How does it feel to work with younger bluegrass talents like Sierra Hull? Is it gratifying to have a feminine duo on that track?
I wrote that tune hoping Sierra would be up for learning and recording it with me. I’m a huge fan of her mandolin playing; she’s another one with such a delicate touch. Her fingers just really dance over the fingerboard.
It required her to play every fret on the first string of the mandolin and she did it flawlessly. She said she’d never had a chance to work on such complicated music with another woman. So it’s a really special thing. It’s always a delight to play with Sierra, but to do a duet with her was like chocolate and more chocolate.
How do you balance two strong, independent main instruments like banjo and fiddle together, such as with Stuart Duncan?
Banjo and fiddle are just so complementary. They say a banjo and fiddle make a band, and they do.
I’ve known Stuart since he was 11 and I was 12. We go way back. And on this tune I want to give a tip of the hat to Byron Berline and John Hickman. Growing up in Southern California when we did in the ’70s, those two were the guys that everybody worshiped at the feet of. I wanted to try and capture some of that spirit, and I wanted to do it with Stuart.
Who is this album for, and what do you hope listeners take away from it?
That’s the existential question of the banjo player. And it is a bit of a challenge when you take the five-string banjo and go somewhere else with it. Earl Scruggs perpetuated a style and brought it to the masses that was just so electric. Most people think that’s all the banjo does and they don’t worry about its history before that. There’s a lot of voices inside the instrument; the bluegrass one has become the loudest one most recently.
It’s so interesting because at the beginning of the 1800s the banjo was found on plantations. Then white people appropriated that music in minstrel shows, performing in blackface. It’s deep in terms of what it says about our history and America’s original sin.
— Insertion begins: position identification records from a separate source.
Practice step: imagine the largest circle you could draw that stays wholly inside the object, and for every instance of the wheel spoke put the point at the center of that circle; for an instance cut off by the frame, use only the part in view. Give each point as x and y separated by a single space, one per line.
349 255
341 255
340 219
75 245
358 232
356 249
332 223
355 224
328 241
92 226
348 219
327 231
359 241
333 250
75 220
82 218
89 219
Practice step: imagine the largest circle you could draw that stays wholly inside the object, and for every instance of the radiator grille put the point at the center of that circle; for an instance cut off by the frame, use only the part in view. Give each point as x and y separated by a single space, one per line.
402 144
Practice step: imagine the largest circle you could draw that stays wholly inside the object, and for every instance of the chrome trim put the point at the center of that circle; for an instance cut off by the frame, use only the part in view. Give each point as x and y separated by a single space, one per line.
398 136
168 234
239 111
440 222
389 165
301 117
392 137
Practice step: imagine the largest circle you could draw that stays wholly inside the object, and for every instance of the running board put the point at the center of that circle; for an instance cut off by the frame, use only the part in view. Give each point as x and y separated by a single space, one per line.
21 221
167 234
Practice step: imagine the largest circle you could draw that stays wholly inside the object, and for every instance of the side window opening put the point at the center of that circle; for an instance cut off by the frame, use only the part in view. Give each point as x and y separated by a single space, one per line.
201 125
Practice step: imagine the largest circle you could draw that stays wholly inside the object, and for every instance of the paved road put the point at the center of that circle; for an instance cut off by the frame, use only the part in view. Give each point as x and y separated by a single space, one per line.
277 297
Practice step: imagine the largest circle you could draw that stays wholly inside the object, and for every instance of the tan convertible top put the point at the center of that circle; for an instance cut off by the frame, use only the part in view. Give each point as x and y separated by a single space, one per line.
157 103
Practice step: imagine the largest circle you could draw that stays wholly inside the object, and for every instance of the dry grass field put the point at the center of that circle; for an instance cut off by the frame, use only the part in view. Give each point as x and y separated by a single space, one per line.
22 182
It went from being a Black instrument to being a white lady’s instrument. The Black voice of the instrument and the female voice of the instrument were both disenfranchised. There are gorgeous old photos of women in the 1890s holding banjos, and there were female banjo orchestras. I’m excited to see that re-emerging.
You started Compass Records with Garry West almost three decades ago. What’s on the horizon, and what are your goals?
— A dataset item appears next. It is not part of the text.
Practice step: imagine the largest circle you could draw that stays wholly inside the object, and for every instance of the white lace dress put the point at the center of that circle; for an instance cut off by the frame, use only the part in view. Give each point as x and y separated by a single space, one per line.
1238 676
All the labels were run by business people, not musicians. We said, “Why can’t musicians run a label for other artists?”
The other part is really wanting to build a label that can have a cultural impact and Garry and I are both invested in roots music. I’ve been a member of the bluegrass community since about 10 years old. I’m a lifer. The whole economy of the record business has been turned upside down and stirred and shaken eight times. We want to make sure this music not only survives but thrives into the future.
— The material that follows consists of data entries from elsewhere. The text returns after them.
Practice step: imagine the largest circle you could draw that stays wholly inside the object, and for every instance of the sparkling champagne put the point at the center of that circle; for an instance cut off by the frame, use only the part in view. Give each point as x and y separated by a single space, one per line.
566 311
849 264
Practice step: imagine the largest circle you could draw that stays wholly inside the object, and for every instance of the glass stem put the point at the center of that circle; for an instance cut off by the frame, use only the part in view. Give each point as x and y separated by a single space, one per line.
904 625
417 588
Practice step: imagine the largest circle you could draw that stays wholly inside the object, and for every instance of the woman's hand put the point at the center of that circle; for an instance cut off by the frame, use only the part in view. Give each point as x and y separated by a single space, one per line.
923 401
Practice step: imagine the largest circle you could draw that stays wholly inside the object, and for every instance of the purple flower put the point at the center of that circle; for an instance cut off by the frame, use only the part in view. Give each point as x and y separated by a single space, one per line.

You mentioned growing up in SoCal. How is bluegrass there different from Appalachia?
There would be Eagles’ songs in set lists. It was wide open. When I first came east with Stuart and his dad, we drove around and did the festivals in 1978 or so, but it was rooted in the first generation bands’ repertoire.
On that trip we entered a band contest in Oklahoma and we played something we learned from a Richard Green record. It was a funky fiddle thing in E. I remember somebody coming up afterwards and saying “We don’t appreciate you knocking the music.”
What did you learn while making On Banjo?
The deep dive to find new melodies, and that process of discovery of the instrument, is the process of self-discovery. You get to the end and it teaches you something new about yourself.